Molarity (M) is defined as moles per liter (mol/L). Therefore, we can use the equation:
Moles of solute = Molarity * Volume (in liters)
Rearranging the equation to solve for Volume:
Volume (in liters) = Moles of solute / Molarity
Plugging in the values:
Volume (in liters) = 0.140 moles H2SO4 / 9.0M
Since the question asks for the answer in milliliters (mL), we need to convert liters to milliliters:
1 liter = 1000 milliliters
Volume (in mL) = Volume (in liters) * 1000
Plugging in the values and calculating:
Volume (in mL) = (0.140 moles H2SO4 / 9.0M) * 1000
Volume (in mL) = 15.6 mL
Therefore, you would need approximately 15.6 mL of 9.0M H2SO4 to convert 0.070 moles of KAl(OH)4 to K2SO4 and Al2(SO4)3.
To calculate the volume of 9.0M H2SO4 needed to convert 0.070 moles of KAl(OH)4, we need to use the balanced chemical equation and the concept of stoichiometry.
In the balanced chemical equation:
2 KAl(OH)4 + 4 H2SO4 -> K2SO4 + Al2(SO4)3 + 8 H2O
We can see that it takes 4 moles of H2SO4 to react with 2 moles of KAl(OH)4. Therefore, the stoichiometric ratio of H2SO4 to KAl(OH)4 is 4:2, which simplifies to 2:1.
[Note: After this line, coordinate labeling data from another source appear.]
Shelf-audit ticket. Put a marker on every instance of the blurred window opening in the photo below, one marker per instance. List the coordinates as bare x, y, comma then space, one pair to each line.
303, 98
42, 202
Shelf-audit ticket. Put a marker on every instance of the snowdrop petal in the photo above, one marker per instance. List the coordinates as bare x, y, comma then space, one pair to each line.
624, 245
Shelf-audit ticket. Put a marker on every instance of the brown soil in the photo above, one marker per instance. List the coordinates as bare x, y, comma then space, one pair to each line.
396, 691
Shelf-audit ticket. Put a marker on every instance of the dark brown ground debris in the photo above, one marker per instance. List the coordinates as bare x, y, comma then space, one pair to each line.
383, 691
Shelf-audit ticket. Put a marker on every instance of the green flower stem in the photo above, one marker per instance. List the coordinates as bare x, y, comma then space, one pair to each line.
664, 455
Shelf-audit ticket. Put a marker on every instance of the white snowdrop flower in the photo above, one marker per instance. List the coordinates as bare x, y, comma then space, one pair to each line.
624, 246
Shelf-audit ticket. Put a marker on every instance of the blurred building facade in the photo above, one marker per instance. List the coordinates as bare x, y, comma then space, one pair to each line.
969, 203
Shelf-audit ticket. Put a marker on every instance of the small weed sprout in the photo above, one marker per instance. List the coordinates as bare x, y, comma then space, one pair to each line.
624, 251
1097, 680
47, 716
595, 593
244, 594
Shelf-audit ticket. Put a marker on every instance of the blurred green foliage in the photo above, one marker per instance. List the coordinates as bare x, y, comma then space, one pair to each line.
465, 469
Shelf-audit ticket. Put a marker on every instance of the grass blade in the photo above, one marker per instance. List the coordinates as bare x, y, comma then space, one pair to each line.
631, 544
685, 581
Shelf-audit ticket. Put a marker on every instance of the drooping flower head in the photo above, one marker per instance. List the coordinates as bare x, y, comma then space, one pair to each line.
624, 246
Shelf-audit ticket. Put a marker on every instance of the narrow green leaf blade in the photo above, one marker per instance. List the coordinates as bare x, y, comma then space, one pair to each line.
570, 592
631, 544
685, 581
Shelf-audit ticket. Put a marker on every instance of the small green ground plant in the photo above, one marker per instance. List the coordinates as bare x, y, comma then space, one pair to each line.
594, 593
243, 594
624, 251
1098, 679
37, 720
To convert moles to volume, we need to use the molarity (M) and the formula:
Moles = Volume (in liters) x Molarity
To find the volume in liters, we rearrange the formula:
Volume (in liters) = Moles / Molarity
Let's calculate the volume:
1. Convert the moles of KAl(OH)4 to moles of H2SO4 using the stoichiometry:
0.070 moles KAl(OH)4 x (4 moles H2SO4 / 2 moles KAl(OH)4) = 0.140 moles H2SO4
2. Calculate the volume of 9.0M H2SO4 needed by dividing the moles by the molarity:
Volume (in liters) = 0.140 moles / 9.0 M = 0.0156 liters
3. Convert the volume from liters to milliliters:
Volume (in milliliters) = 0.0156 x 1000 = 15.6 mL
Therefore, you would need approximately 15.6 mL of 9.0M H2SO4 to convert 0.070 moles of KAl(OH)4 to K2SO4 and Al2(SO4)3 according to the given equation.